Realizing I had not seen a second of these movies since the aforementioned torpedo kicking, and as they are still bafflingly popular and we do have a movie website here, I sat down to watch Fast 9 and Fast X last week (while drinking heavily) and, well…
OK, they are objectively awful. Stupid, ridiculous, laughable. They are, by any measure, a load of comical horseshit. And yet, and yet… I was not bored once. I was completely entertained from beginning to end, and when Fast X ended on a cliffhanger I immediately wanted to know what happens next. What will I do if anyone finds out about this? How will I be able to look my wife and kids in the eye, knowing this happened? Maybe it is best if we just forget this ever happened, right?
Anyway…
In the post-credits scene of Fast X it was revealed that Dwayne Johnson’s Luke Hobbs will be returning. Now a listing in Production Weekly has revealed that he will lead another spin-off and it will be titled Fast & Furious Presents: Hobbs & Reyes. This follows the last spin-off, which was titled Fast & Furious Presents: Hobbs & Shaw.
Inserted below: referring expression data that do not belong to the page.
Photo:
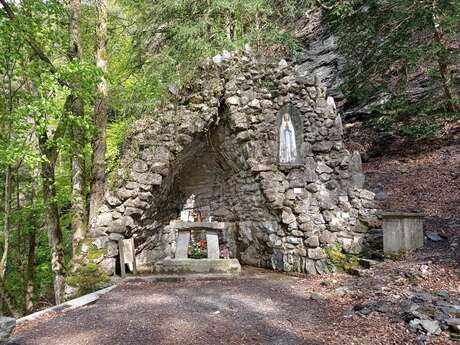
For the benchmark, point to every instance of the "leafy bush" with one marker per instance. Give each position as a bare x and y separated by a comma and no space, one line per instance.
420,129
340,261
88,278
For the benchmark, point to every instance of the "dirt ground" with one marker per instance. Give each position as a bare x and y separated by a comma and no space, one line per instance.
264,307
260,307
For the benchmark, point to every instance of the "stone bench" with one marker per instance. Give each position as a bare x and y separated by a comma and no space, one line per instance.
212,239
402,231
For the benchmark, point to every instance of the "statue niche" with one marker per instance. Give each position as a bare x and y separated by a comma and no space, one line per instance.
289,136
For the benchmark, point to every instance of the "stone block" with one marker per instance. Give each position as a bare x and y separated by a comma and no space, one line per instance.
183,240
402,232
316,253
312,241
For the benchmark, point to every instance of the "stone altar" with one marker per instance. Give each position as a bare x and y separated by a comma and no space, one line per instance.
219,140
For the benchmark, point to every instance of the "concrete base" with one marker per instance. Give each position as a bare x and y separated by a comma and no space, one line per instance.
402,232
187,266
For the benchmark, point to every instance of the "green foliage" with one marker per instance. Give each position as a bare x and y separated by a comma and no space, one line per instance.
88,278
386,43
338,260
116,133
427,128
170,38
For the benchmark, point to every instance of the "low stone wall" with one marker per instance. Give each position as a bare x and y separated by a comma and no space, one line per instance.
219,140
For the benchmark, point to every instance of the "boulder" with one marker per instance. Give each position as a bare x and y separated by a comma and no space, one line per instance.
7,325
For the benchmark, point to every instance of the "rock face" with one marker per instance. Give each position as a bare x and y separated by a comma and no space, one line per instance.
219,140
7,325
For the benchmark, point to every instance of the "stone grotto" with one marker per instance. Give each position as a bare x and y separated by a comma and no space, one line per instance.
252,144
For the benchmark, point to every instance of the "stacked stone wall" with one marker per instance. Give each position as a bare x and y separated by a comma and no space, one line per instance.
219,139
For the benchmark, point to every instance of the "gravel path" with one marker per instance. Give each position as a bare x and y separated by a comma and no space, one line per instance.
260,307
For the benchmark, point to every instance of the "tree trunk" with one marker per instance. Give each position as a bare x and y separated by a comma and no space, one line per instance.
31,239
6,223
75,106
100,114
443,64
78,179
52,219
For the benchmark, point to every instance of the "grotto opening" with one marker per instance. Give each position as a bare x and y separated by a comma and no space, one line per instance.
256,146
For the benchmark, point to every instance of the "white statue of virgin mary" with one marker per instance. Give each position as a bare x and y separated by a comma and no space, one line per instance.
288,149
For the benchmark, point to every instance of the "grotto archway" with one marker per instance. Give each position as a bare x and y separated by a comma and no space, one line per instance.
220,140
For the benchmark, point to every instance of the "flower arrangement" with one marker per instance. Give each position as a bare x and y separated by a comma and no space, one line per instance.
198,250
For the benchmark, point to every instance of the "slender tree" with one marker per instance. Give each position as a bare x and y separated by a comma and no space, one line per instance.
74,105
100,113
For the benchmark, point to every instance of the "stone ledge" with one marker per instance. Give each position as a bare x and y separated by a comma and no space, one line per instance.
199,225
187,266
397,214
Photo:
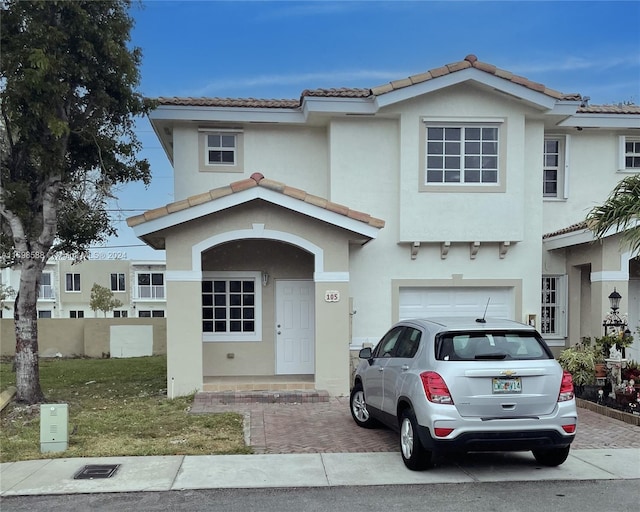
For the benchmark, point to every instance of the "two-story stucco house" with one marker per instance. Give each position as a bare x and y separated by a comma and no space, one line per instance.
303,228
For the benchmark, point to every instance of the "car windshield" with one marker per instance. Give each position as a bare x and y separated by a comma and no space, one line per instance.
496,345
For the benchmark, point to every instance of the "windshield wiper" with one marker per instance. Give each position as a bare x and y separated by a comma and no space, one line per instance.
496,357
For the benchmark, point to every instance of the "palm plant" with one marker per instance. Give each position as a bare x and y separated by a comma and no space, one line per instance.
621,211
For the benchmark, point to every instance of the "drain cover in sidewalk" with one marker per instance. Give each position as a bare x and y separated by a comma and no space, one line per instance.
96,471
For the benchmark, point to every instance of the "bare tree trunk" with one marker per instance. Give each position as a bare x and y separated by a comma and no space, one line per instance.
26,322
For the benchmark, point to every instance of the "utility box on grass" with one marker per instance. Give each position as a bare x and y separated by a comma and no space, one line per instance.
54,427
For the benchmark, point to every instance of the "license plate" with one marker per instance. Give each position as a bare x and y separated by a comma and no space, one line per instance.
507,385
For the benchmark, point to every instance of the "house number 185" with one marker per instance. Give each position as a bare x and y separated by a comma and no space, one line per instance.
331,296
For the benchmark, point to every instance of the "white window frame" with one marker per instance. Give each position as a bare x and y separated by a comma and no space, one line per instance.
206,165
156,292
557,305
75,280
151,313
119,275
622,153
562,167
46,291
462,155
256,335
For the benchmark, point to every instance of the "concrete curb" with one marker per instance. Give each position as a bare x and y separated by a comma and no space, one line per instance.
632,419
6,396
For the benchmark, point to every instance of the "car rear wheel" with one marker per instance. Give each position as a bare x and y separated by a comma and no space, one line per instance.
553,457
358,407
414,455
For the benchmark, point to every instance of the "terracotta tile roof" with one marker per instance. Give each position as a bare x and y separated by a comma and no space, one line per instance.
610,109
579,226
256,180
229,102
470,61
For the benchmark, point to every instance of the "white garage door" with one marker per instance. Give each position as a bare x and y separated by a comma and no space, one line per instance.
471,302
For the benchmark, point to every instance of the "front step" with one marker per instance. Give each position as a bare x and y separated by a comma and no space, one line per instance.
299,396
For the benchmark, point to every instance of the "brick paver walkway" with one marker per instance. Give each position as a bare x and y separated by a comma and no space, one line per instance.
327,427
This movie will bridge the gap between Fast X and Fast X: Part Two.
The title suggests the movie will center on Jason Momoa’s villain Dante Reyes. Fast X: Part Two is set for an April 4th 2025 release, so this movie must be in some kind of pre-production right now and will have to start shooting before the end of the summer to get out the gate before that main movie.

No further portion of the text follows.